To begin the final set of presentations, Valeria Nicolosi did some weightlifting, demonstrating the substantial heft of the average electric car battery. “In the future we can do better,” she says, “and we must.” The two main ways to store energy include conventional batteries – which have high energy output but slow charging – and supercapacitors – which produce less power but charge quickly. In China, supercapacitor-charged buses are already plying the streets: they barely make it from station to station, but can recharge while passengers get on and off.

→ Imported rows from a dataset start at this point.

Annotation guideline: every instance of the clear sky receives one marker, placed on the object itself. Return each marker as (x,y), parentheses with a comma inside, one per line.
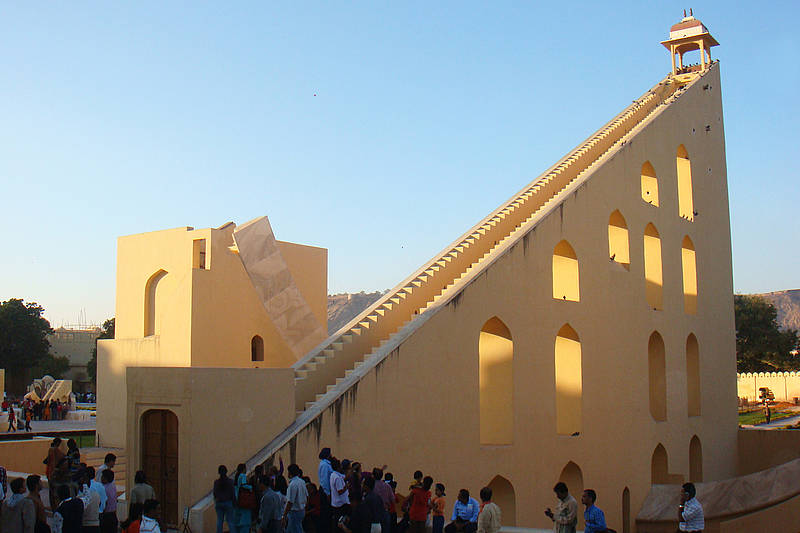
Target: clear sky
(379,130)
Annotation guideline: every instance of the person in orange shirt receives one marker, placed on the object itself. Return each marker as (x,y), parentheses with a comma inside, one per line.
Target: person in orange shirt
(438,504)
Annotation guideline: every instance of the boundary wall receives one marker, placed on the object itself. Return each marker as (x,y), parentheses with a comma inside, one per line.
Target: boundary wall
(785,385)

Nicolosi doesn’t think either option is good enough, so her lab is using graphene and other similar materials to construct durable, high-power, quick-charging materials. And by printing these monolayers on two-dimensional materials, electrical storage becomes modular and flexible. Nicolosi’s new batteries may soon be coming to a bus stop near you.

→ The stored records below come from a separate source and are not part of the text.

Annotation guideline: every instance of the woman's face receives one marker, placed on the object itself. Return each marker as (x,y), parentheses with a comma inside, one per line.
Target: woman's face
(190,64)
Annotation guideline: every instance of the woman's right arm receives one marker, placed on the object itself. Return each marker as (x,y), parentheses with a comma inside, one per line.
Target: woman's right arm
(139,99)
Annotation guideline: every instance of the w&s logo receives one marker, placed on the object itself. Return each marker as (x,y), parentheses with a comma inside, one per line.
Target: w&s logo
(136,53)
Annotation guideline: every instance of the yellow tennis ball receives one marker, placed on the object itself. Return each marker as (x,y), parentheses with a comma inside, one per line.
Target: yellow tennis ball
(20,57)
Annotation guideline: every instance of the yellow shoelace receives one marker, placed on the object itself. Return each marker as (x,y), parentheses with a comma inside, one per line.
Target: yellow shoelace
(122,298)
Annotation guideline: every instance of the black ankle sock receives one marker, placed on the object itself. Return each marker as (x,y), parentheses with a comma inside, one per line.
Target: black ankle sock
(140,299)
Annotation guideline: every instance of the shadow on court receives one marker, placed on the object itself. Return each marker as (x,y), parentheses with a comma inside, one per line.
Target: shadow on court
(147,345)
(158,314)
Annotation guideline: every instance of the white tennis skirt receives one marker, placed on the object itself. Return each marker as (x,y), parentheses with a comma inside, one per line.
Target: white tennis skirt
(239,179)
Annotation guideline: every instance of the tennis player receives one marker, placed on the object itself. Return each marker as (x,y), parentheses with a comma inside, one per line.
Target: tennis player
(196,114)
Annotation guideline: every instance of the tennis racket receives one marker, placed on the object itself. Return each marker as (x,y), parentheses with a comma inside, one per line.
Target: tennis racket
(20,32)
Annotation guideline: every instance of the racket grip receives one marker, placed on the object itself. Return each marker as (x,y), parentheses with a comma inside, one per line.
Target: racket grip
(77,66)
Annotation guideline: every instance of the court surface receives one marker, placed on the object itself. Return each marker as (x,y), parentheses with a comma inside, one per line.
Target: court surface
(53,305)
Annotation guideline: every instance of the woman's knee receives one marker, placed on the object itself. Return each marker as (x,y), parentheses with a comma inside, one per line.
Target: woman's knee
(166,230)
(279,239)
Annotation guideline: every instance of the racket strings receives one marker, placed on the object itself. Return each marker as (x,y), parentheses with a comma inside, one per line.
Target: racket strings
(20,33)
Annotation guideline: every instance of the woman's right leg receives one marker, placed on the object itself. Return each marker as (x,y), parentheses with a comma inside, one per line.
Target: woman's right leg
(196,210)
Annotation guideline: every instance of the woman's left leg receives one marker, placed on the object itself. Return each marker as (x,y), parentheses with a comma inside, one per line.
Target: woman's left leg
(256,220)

Edgar Pieterse believes that Africa’s rapid urbanization is creating problems: the millions of new city-dwellers “are not provided for, their governments are failing them.” Pieterse agrees that urbanization, in general, is a positive development – it’s easier to provide infrastructure, economic opportunities are denser, and diverse connections spur innovation. “The problem is that this does not apply in most of Sub-Saharan Africa,” he says. For example, even as economies improve, population growth rates aren’t going down, and despite decreasing unemployment, jobs are precarious. Dreams of futuristic cityscapes are also problematic: in Lagos, Nigeria, public and private funds are sucked up by skyscraper developments meant to emulate western cities. “Governing elites have taken the racist colonial rules, and adopted it for themselves,” Pieterse says, causing societies to “effectively self-segregate.” Fortunately, there are promising ways forward to incorporate local demographic and geographical realities and “incrementally move to modernity.” Highly localized, small-plot food production has been particularly helpful in a number of cities, producing “bio-based solutions to key urban problems.”

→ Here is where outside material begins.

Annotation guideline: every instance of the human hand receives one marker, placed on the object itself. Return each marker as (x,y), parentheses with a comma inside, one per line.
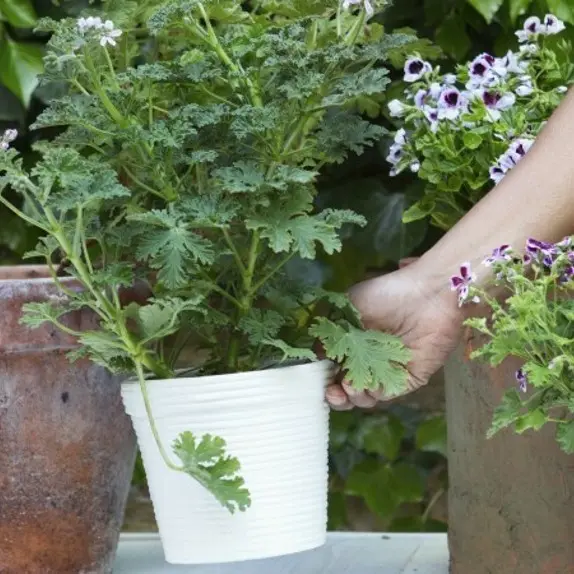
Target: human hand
(415,306)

Sarah Chayes went to Afghanistan as a reporter and stayed to “try and make a difference, to do something useful.” She found a thick network of corruption – not just the expected shakedowns, but also a more structural, sophisticated form of corruption, masked by perceived legitimacy. Chayes learned that “money has come to eclipse other values…for assessing our social worth and value.” In order to compete for zeroes in bank accounts, politicians are re-writing rules and selectively enforcing them to their own benefit. What’s more, these corrupt transactions are infused with imperiousness: powerful parties gloat, and victims hold a grudge. They join revolutions, they join insurgencies, they vote for populists. “These patterns are beginning to infect our systems of government in the so-called western, developed world,” Chayes says, pointing out concerning overlaps of the current American administration and major industries. To break this network, the key is not to focus on the figurehead, but to fight for specific reforms and, most critically, bring the passion. “We can’t take our democracies for granted,” Chayes declares, “and that means, get in the fight.”
As a medical student, Dennis Lo was fascinated by the early detection of medical conditions. He found that in pregnant mothers, fetal cells would enter a mother’s bloodstream, allowing doctors to determine a baby’s sex earlier than previously possible. But that was a relatively easy proposition, as blood group typing and sex determination are binary questions: female or male? No or yes? For something like Down Syndrome, a more detailed test was needed to look at sequence variants: Lo and his team managed to extract enough fetal DNA to make it happen. The logical extension of this capability was to sequence the full genome of a fetus. With inspiration from a 3-D showing of Harry Potter, Lo found a way to determine the source of a given gene and attribute recovered genetic material to the baby. It worked – it’s now the most used method to test for any genetic disease in fetuses, preparing parents for their new reality.